In the summer of 2016, North Korea produced a propaganda video that showed Guam targeted with its new Musudan-2 missiles, which have even greater range than the Taepodong-2 missiles that could already strike the island. The current threat involves the new Hwasong-12 missile introduced this year, which is the first North Korean missile that actually has better-than-average odds of hitting Guam. Pyongyang said in 2016 that it might blow up Guam in response to a U.S. anti-missile drill with Japan and South Korea it found provocative.
A few months later, North Korea explicitly threatened a nuclear strike on Guam because it said the United States and South Korea were cooperating too closely on “provocations” such as installing a THAAD system near Seoul. After shrieking that U.S. bomber flights to South Korea were also unacceptable provocations, the North Korean military threatened to use its “treasured nuclear sword” to “reduce to ashes Seoul” and “sweep Guam, the base of provocations, from the surface of the earth.”
On Thursday, Japan stated it also stands ready to protect Guam in the event of a North Korean attack.
Defense Minister Itsunori Onodera told the Japanese parliament that its American-designed Aegis destroyers are capable of shooting down North Korean missiles and that any attack on Guam would be considered an “existential threat to Japan” under defense treaties with the United States.

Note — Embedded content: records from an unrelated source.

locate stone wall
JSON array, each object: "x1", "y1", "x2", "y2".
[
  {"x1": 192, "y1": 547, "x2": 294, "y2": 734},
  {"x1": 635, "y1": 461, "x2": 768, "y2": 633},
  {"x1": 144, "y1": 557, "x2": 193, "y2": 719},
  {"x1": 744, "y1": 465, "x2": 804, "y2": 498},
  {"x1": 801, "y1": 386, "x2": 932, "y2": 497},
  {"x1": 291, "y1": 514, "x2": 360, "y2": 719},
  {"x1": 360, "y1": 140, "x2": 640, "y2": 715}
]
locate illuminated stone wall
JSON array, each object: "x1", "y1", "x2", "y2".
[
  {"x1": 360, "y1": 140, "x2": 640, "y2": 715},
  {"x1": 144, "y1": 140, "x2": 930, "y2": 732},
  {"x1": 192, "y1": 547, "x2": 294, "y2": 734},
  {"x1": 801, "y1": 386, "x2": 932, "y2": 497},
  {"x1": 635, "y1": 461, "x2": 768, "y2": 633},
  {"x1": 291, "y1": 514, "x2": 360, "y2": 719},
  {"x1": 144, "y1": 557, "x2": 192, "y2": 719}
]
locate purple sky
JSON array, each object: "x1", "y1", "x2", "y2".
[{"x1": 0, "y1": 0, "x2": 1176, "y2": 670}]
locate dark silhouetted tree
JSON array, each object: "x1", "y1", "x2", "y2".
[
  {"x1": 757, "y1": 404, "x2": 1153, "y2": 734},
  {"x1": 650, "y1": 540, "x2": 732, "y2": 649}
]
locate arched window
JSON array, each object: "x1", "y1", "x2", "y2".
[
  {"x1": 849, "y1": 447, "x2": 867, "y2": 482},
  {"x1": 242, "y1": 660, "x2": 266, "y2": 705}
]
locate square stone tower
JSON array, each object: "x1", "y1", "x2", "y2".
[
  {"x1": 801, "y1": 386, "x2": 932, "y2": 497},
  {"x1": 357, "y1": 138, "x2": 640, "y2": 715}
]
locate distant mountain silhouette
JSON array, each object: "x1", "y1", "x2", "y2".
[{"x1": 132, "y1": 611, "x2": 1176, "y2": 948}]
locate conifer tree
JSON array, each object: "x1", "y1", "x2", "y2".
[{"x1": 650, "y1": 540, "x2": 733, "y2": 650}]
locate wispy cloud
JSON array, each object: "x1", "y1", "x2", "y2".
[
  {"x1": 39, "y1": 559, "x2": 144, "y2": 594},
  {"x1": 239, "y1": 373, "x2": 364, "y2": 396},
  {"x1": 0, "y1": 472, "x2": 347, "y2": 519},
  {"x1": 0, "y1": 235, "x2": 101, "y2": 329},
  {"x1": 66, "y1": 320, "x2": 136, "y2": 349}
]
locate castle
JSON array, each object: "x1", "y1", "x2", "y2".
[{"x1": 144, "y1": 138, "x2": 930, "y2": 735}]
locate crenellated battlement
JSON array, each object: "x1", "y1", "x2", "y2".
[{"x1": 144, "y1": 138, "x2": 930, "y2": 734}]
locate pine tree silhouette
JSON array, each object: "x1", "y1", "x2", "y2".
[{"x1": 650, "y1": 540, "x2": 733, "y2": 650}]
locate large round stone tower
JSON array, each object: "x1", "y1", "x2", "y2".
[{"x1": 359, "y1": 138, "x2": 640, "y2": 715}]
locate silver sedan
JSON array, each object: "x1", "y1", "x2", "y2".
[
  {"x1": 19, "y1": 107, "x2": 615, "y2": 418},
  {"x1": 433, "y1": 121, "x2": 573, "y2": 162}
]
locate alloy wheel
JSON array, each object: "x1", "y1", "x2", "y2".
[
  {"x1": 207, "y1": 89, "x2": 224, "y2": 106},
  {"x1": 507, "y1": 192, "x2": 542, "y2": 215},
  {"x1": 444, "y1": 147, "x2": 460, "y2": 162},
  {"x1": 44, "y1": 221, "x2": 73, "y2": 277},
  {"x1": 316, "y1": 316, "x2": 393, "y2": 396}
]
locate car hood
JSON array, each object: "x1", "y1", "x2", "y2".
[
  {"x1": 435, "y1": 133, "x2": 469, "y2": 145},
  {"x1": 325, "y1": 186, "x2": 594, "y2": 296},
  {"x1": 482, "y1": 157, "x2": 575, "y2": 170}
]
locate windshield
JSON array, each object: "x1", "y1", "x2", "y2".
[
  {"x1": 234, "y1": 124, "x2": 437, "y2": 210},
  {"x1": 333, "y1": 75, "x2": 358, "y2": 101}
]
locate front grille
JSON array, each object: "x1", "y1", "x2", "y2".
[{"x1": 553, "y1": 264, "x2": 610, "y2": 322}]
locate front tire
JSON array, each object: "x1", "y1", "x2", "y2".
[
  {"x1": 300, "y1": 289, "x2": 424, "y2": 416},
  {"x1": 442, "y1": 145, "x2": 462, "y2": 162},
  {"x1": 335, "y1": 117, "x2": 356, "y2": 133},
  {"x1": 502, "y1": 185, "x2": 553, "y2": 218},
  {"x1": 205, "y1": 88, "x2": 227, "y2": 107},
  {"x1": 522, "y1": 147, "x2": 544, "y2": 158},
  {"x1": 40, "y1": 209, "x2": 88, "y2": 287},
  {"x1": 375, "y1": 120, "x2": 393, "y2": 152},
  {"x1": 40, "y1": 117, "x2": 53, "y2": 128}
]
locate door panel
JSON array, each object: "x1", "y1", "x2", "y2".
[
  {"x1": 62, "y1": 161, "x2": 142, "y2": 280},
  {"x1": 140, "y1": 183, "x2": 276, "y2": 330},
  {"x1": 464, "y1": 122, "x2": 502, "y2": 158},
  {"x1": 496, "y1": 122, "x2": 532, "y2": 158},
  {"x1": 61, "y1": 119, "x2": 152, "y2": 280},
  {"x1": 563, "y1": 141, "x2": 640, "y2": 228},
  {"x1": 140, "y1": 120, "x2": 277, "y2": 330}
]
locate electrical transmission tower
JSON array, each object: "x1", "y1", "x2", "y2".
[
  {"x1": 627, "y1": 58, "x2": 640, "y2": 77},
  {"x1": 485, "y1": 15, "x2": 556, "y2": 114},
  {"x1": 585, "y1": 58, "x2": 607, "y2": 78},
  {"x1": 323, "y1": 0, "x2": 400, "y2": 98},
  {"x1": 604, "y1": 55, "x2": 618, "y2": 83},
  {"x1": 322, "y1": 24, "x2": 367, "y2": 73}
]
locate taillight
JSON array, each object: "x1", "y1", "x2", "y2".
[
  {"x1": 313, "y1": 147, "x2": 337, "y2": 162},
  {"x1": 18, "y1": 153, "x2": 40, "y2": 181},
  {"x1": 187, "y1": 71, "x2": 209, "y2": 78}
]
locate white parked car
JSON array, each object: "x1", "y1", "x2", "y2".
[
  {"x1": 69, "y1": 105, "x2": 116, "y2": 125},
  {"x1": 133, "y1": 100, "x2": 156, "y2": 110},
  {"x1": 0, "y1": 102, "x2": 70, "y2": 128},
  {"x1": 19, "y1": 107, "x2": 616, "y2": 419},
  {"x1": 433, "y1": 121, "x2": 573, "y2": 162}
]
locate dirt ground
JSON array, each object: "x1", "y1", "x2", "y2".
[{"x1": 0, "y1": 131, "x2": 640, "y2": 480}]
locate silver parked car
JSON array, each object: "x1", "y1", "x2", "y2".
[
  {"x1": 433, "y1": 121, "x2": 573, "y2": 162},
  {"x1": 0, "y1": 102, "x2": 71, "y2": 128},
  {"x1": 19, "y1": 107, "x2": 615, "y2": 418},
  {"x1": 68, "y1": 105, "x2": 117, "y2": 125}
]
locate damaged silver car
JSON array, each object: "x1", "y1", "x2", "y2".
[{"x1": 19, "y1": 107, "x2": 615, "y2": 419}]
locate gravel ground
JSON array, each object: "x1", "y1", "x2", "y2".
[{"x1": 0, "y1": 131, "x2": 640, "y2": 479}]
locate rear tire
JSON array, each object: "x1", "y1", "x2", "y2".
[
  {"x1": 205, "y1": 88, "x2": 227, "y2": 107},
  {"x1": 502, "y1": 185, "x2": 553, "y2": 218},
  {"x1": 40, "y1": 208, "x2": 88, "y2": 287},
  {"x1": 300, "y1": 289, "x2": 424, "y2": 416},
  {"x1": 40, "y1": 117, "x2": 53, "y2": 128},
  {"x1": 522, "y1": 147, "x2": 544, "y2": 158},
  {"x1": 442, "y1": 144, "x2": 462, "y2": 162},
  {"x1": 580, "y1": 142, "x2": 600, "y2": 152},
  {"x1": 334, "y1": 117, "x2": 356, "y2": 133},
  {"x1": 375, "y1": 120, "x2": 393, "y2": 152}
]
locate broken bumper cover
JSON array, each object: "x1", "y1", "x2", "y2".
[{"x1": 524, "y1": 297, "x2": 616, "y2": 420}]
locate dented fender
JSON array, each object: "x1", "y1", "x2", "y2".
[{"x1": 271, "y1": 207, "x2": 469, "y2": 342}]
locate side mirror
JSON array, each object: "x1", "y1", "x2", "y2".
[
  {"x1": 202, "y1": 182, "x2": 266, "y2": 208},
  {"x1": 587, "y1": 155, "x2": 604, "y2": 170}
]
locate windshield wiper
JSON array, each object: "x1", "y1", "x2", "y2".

This is a significant change from previous Japanese defense policies, which until last year called for shooting down North Korean missiles only if they were aimed at Japan.
Although almost every major American news organization has misrepresented North Korea’s missile threat as a direct response to Trump’s “fire and fury” comment, the threat was actually issued in response to the U.S. Air Force moving B1-B Lancer supersonic bombers to Guam and test-firing a Minuteman III intercontinental ballistic missile from Vandenberg Air Force Base in California. Both of these factors were specifically cited by the North Korean military spokesman who delivered the missile threat to Guam.
“The Strategic Force of the KPA has taken special note of such maneuvers,” the statement from the North Korean People’s Army said, referring to the bomber deployment and missile launch. “The KPA Strategic Force is now carefully examining the operational plan for making an enveloping fire at the areas around Guam with medium-to-long-range strategic ballistic rocket Hwasong-12 in order to contain the U.S. major military bases on Guam.”
After complaining about “frequent visits to the sky above South Korea” by U.S. strategic bombers, the KPA statement warned, “The U.S. should clearly face up to the fact that the ballistic rockets of the Strategic Force of the KPA are now on constant standby, facing the Pacific Ocean and pay deep attention to their azimuth angle for launch.”
A separate statement from the North Korean General Staff released on the same day mentioned comments by Senator Lindsey Graham and Joint Chiefs Chairman James Dunford and threatened to “turn the U.S. mainland into the theater of a nuclear war” with a “pre-emptive retaliatory operation of justice” but did not refer to President Trump’s comments.
This is not to say that North Korea will not respond to President Trump’s remarks with plenty of blood-curdling threats, but it is important to note that the threat universally cited by the mainstream media as Kim Jong-un’s terrifying push back against Trump’s bluster was, in fact, a threat issued for entirely different reasons – both of them involving American military forces located on U.S. soil.